5b. Sounds of the nineties: authenticity and
|(ii) The club of Tahar and Zied Gharsa and
the lineage of Shaykh Khemais Tarnan
For musicians and audiences alike, the undisputed bastion of authenticy for the ma'luf and its related traditions in Tunis today, is Tahar Gharsa. Born in 1933, Gharsa was a student of the Rashidiyya where he became the favoured disciple of the Rashidiyya's original chorus master, Shaykh Khemais Tarnane (d. 1966). Himself the foremost ma'luf authority of his generation, Tarnane was d'Erlanger's mentor and he played 'ud 'arbi player in the ensemble that went to Cairo; Tarnane was also the principal source of the Rashidiyya's original transcriptions and one of the ensemble's leading composers. Among connoisseurs of the ma'luf, Tahar Gharsa is considered Khemais Tarnane's 'heir.'
Gharsa's reputation for authenticity rests not so much in the actual melodic substance of his versions but rather in specific aspects of his vocal and instrumental style. These include the proper Tunisian pronunciation of individual words, the division of syllables in the Tunisian (as opposed to Egyptian) manner, nuances of vocal and instrumental articulation, and details of melodic embellishment. Exceptionally for a musician of his reputation, trained in the Rashidiyya and connected with the post-independence musical establishment, Gharsa has consistently pursued an independent career leading small solo instrumental ensembles performing traditional Tunisian songs, including the ma'luf, at private occasions such as weddings and circumcisions, and at informal venues such as cafes and hotels, eschewed as 'vulgar' by the Rashidiyya. Tahar sings solo, accompanying himself on the 'ud 'arbi. Famous for his radio recordings and live appearances, Gharsa has never made a solo commercial recording.
When I first met Gharsa in 1983, he told me that his mentor, Khmais Tarnane, had taught him many pieces that were unknown to the Rashidiyya and Radio ensembles. Not all were published in Al-Turath and of those that were, Tarnane's versions were different, both in their melodies and their texts. Some day, Tahar believed that he personally would have the opportunity to bring this unfamiliar repertory to light. Meanwhile, he was teaching Tarnane's versions to his youngest and most gifted son Zied, whom Tahar believed would succeed him as master of the ma'luf.

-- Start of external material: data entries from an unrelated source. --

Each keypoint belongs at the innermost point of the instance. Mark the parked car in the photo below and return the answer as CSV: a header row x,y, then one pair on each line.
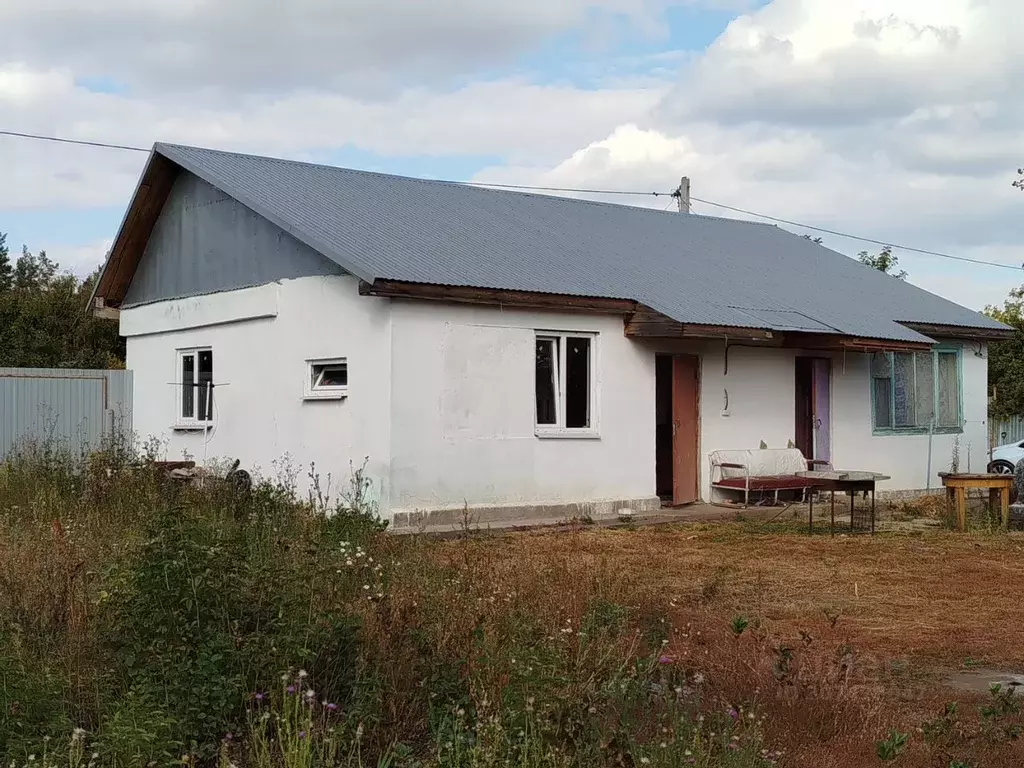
x,y
1005,458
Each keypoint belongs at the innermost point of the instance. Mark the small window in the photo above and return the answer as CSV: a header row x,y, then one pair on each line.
x,y
195,387
327,379
564,385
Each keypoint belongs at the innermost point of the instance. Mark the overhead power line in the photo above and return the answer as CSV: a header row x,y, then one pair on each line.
x,y
838,233
583,190
80,142
559,188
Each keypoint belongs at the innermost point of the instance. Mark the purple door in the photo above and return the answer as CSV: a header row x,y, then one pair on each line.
x,y
821,409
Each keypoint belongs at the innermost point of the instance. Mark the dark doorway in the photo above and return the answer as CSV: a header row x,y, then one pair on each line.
x,y
677,431
805,408
663,425
813,385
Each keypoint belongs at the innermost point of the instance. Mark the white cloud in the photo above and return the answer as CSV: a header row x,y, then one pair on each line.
x,y
232,48
80,259
510,118
895,120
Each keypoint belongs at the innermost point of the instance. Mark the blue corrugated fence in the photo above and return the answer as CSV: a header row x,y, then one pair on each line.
x,y
77,410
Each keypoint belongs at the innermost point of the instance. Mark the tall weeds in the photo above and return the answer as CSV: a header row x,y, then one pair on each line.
x,y
161,619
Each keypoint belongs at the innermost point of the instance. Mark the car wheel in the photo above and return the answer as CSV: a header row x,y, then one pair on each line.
x,y
1000,467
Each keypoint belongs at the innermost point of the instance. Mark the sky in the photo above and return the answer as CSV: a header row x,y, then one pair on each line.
x,y
896,120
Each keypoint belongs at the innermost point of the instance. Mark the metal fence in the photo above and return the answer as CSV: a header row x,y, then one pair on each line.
x,y
77,410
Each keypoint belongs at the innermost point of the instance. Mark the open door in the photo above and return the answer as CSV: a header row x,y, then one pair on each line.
x,y
813,385
685,430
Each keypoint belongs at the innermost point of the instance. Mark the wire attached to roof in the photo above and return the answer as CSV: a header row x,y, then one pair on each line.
x,y
582,190
838,233
80,142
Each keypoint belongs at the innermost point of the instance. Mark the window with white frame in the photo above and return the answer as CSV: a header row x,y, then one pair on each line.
x,y
195,387
565,384
327,379
916,391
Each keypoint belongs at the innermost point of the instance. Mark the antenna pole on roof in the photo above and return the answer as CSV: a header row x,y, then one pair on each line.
x,y
683,195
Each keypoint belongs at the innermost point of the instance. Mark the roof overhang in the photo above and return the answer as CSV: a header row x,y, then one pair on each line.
x,y
136,226
961,332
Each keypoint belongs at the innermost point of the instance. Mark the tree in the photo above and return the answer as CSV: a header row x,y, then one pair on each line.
x,y
1006,358
44,317
34,270
6,270
884,261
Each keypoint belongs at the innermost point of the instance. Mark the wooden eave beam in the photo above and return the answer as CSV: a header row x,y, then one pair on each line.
x,y
836,342
467,295
647,323
135,230
960,332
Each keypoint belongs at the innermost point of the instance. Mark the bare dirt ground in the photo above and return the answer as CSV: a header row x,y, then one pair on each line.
x,y
876,625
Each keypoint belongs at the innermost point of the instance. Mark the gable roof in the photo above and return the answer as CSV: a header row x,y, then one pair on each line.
x,y
694,269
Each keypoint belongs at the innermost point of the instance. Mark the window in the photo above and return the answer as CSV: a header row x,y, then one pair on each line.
x,y
195,400
915,391
327,379
564,382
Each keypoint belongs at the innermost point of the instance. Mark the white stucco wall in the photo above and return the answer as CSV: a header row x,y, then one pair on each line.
x,y
463,419
441,398
261,338
762,407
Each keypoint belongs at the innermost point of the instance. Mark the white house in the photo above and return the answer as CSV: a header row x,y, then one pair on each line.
x,y
512,351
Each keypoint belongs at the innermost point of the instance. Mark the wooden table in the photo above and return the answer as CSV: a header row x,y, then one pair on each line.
x,y
842,480
998,486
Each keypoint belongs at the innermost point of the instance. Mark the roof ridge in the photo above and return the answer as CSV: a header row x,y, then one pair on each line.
x,y
481,185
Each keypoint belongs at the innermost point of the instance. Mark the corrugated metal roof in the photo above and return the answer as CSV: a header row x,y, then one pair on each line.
x,y
695,269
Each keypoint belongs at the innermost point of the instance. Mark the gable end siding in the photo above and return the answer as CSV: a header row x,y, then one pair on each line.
x,y
206,242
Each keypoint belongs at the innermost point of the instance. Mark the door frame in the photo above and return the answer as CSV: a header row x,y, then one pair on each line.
x,y
685,424
810,361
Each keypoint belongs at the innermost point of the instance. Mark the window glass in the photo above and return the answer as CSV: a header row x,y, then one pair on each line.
x,y
903,390
547,378
187,386
577,382
204,394
948,404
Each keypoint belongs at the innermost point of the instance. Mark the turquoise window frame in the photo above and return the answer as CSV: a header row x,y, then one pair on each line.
x,y
936,351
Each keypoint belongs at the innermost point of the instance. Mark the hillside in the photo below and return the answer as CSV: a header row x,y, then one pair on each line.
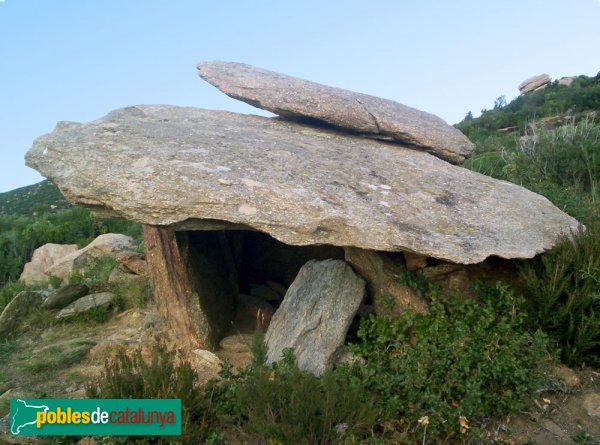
x,y
505,351
37,198
547,141
552,105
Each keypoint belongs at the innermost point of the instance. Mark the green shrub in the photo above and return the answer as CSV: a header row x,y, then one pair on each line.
x,y
563,290
8,292
282,404
463,362
20,235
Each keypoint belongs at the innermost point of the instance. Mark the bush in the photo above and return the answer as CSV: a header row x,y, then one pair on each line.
x,y
563,290
441,374
282,404
21,235
129,376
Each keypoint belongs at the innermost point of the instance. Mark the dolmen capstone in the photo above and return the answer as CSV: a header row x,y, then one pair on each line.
x,y
360,174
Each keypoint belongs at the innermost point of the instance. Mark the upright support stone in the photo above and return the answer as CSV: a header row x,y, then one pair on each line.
x,y
188,297
390,297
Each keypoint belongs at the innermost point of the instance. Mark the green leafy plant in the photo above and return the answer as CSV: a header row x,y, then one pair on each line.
x,y
128,375
563,294
285,405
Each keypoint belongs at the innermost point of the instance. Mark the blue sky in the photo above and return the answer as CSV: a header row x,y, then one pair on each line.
x,y
77,60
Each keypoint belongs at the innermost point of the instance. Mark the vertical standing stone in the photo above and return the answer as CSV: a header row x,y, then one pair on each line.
x,y
315,315
389,295
193,288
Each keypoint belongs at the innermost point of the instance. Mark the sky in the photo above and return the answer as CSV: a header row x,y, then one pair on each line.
x,y
76,60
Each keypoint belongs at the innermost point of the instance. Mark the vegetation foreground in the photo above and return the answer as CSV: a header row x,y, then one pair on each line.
x,y
447,377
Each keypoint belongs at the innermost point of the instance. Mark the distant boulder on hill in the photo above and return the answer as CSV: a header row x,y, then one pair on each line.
x,y
534,83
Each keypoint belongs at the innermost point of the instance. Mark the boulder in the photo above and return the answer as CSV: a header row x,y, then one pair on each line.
x,y
566,81
534,83
105,245
315,314
301,185
389,295
194,282
87,303
65,295
359,113
43,258
17,309
121,277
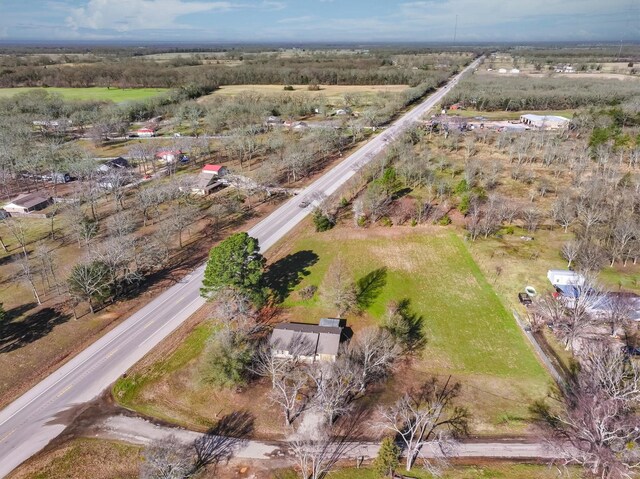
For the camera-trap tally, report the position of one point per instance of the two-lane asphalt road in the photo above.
(34, 419)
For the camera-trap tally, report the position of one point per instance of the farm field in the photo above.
(116, 95)
(329, 91)
(470, 334)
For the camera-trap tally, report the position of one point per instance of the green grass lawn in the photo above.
(116, 95)
(468, 328)
(470, 333)
(509, 115)
(486, 471)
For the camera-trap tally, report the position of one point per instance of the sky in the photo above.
(327, 21)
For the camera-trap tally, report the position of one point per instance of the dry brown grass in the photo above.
(84, 459)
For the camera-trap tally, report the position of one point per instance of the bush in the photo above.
(228, 359)
(444, 221)
(388, 458)
(461, 187)
(465, 204)
(322, 222)
(386, 221)
(308, 292)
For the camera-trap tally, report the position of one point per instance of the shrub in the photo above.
(386, 221)
(461, 187)
(322, 222)
(388, 458)
(465, 204)
(444, 221)
(227, 360)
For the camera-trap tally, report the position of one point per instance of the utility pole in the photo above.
(455, 30)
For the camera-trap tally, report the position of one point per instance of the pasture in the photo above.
(116, 95)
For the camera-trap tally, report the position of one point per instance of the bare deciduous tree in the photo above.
(339, 287)
(167, 458)
(288, 392)
(593, 421)
(426, 418)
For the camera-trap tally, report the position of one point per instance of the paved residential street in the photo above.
(34, 419)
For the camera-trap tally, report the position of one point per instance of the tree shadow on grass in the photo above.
(221, 441)
(16, 334)
(370, 286)
(406, 325)
(286, 273)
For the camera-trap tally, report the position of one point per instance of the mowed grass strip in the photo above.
(117, 95)
(84, 458)
(469, 330)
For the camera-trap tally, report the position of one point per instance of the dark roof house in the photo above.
(28, 202)
(308, 342)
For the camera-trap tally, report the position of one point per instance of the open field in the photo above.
(116, 95)
(470, 334)
(331, 92)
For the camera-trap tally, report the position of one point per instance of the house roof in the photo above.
(544, 118)
(29, 200)
(212, 168)
(321, 339)
(169, 152)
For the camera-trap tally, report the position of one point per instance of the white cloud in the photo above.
(128, 15)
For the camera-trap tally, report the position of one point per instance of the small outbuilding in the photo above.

In 1999, Tahar Gharsa founded a private conservatory and a club for the ma'luf with his son Zied, in a villa in El Manar, a suburb of Tunis. The club meets on Friday evenings from about 6.30 to 9.30 in its own spacious studio on the upper floor. At one end, a display of heavy mahogany furniture including a gilded red plush sofa with matching armchairs, creates a domestic rather than an institutional atmosphere; this is reinforced by a large antique record player with brass horn and photographs of legendary personalities of the ma'luf interspersed among family portraits on the walls. Tahar, playing ud arbi, sits on the sofa behind a low table with his ensemble of some five or six players arranged in a semicircle around him; among them is his son, Zied, playing viola. Extending towards the far end of the studio, some twenty regular participants are seated in rows of classroom chairs with folding tables; they include men and women of various ages and diverse occupations, each drawn to this particular club by their love for the ma'luf.